I've been experimenting with AgentCore for my company, and I've encountered a potential problem—though it might be user error. When I start an agent session using the 'InvokeAgentRuntime' function, it seems like memory usage remains high even after I call 'StopRuntimeSession'. I set the idle timeout to 60 seconds, but after a minute without new invocations, the RAM usage still doesn't drop back to zero. I'm tracking the memory consumption both through the runtime interface and via CloudWatch for GenAI. To make things more complicated, there's no API available to retrieve active runtime sessions. Has anyone else run into this issue?
4 Answers
How are you deploying your runtime? We're starting to use AgentCore too and it's crucial for us to monitor this. Make sure you've defined both idle time and max time for your runtimes to avoid stuck sessions.
You might consider setting the 'maxLifetime' to a lower value, if that works within your usage model. Also, do you have any logs from your 'InvokeAgentRuntime' attempts? It could help to see if the response is what you expect or if it's hanging until a timeout. Is your agent set up to run asynchronously?

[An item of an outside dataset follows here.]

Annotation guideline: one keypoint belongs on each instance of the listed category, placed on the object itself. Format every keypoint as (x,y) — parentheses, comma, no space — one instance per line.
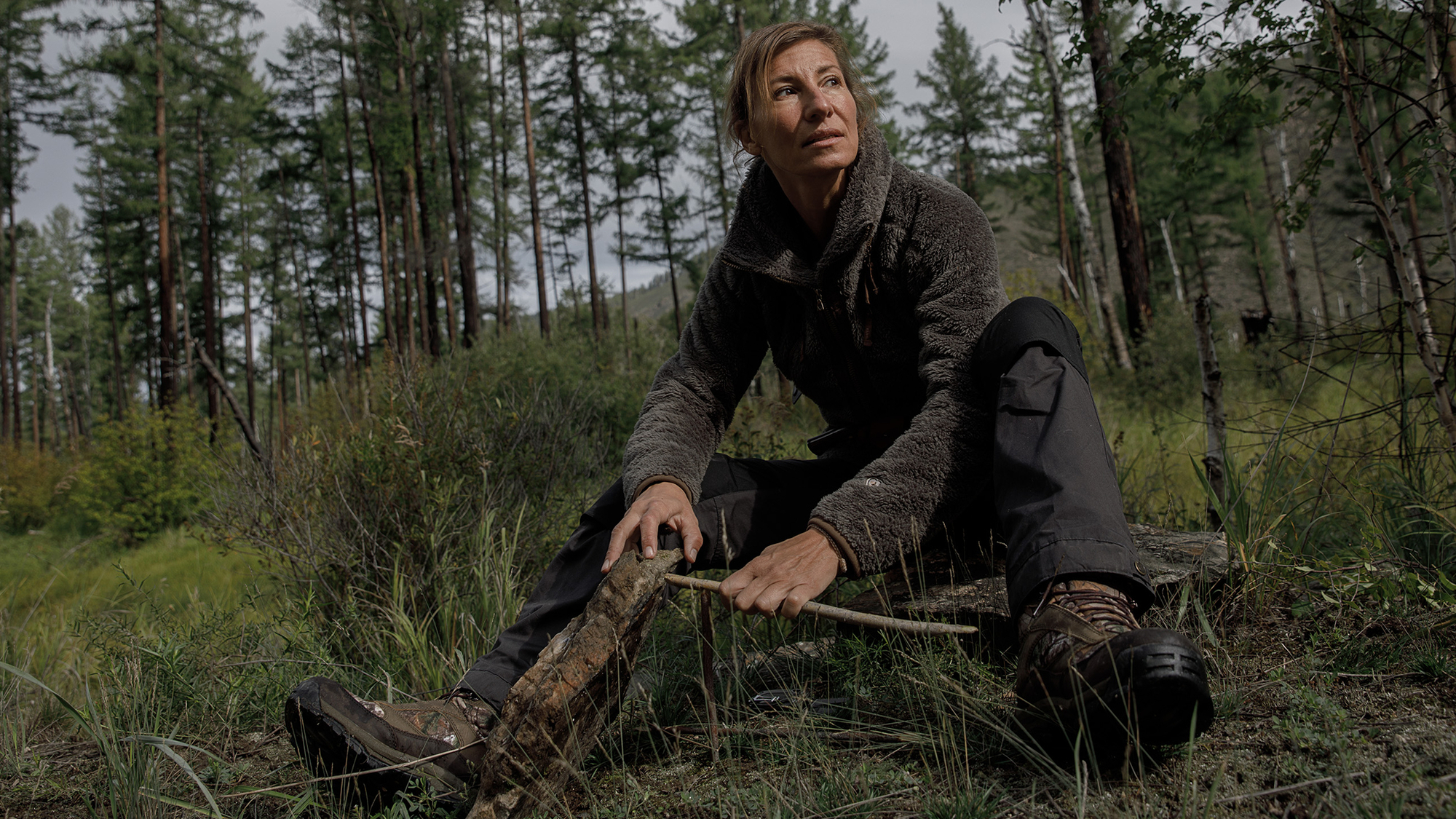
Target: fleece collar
(767,228)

I've found out that there are two key variables for controlling session length: idle timeout and max time. If you adjust these while a session is running, they won't change the ongoing session. It took eight hours for mine to time out naturally, which isn't ideal.
Sounds like it might be an AWS issue. You could try tearing down any lambda warmers manually if those are keeping your instances alive. Also, check if there's session state being cached in your config. Some people find it helpful to run cleanup scripts on a regular basis. If you're considering alternatives, HydraDB has a different approach to session cleanup, though it might take more effort to migrate. It could also be worth reaching out to support since AgentCore is still fairly new.

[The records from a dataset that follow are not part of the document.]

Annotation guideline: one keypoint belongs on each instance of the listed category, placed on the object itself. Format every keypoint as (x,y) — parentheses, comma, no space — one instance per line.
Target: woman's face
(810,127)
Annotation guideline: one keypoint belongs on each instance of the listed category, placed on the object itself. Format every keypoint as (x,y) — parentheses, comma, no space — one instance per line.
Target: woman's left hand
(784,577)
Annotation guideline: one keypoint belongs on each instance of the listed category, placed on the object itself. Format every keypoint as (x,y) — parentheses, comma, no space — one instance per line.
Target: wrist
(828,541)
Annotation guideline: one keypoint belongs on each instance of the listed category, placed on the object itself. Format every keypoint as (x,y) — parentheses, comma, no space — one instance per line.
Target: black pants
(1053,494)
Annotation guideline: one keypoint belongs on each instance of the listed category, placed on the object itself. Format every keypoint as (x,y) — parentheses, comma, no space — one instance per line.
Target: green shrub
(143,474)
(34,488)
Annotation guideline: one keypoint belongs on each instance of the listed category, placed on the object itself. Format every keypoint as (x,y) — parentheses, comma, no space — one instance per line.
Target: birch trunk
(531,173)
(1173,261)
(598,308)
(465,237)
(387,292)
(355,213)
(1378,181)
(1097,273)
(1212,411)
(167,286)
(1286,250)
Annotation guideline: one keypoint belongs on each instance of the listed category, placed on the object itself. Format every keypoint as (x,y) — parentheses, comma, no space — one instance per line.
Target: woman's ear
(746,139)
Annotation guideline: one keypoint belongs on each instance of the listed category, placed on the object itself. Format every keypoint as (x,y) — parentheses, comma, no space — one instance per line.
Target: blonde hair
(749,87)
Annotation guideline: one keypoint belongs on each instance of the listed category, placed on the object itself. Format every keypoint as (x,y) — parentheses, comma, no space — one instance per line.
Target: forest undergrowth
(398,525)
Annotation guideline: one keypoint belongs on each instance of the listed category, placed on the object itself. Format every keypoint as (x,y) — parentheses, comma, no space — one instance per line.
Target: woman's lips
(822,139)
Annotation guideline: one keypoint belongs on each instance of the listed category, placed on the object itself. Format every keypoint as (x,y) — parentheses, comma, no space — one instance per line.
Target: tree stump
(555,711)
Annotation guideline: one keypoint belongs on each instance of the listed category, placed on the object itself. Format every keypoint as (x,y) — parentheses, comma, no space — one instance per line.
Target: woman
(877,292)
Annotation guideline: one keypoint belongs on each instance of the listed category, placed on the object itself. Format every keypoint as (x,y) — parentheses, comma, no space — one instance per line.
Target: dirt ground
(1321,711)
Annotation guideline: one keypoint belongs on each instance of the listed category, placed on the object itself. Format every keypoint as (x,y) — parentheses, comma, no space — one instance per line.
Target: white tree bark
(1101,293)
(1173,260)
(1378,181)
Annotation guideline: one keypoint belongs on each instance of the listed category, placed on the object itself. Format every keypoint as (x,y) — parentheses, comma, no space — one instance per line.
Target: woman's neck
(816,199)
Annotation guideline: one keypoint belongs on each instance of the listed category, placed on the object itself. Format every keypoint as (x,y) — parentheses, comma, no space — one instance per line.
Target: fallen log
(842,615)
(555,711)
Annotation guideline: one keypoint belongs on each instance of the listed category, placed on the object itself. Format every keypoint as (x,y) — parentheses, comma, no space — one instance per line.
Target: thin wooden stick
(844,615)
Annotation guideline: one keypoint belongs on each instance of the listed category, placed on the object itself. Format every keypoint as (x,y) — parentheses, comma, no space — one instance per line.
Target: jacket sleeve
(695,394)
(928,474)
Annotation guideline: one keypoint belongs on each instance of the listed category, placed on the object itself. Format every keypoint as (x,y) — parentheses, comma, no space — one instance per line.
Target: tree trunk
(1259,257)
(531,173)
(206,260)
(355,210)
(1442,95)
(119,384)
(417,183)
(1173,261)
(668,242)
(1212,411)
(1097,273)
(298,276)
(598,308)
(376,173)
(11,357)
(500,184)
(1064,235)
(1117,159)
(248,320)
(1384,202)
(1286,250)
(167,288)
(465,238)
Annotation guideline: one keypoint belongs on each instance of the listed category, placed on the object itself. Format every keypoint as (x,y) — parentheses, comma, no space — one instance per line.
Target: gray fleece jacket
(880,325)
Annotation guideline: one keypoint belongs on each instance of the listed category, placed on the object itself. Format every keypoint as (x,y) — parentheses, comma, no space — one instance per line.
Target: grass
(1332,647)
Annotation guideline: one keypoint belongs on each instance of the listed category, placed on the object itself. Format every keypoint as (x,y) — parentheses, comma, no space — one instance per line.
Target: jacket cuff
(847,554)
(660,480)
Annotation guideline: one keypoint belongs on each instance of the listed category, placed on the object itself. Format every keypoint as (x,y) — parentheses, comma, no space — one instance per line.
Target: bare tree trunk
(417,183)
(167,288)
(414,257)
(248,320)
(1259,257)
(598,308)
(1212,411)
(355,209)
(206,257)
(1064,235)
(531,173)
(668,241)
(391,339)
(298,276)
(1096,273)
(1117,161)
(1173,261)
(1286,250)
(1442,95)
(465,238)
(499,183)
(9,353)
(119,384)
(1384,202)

What do you mean by 'lambda warmers'? Are they related to AgentCore?
Have you waited a bit longer to see if the memory usage goes down eventually? It could be that the runtime is 'warming up' and just holding onto the resources for a bit while it waits for more requests.
If that's the case, it's a bit concerning since it isn't documented. It could definitely add up and cost you more than expected!

Yes, it's tricky. If a session gets stuck and you don't have its ID, there's no way to kill it except waiting. Deleting the runtime doesn’t stop the sessions either.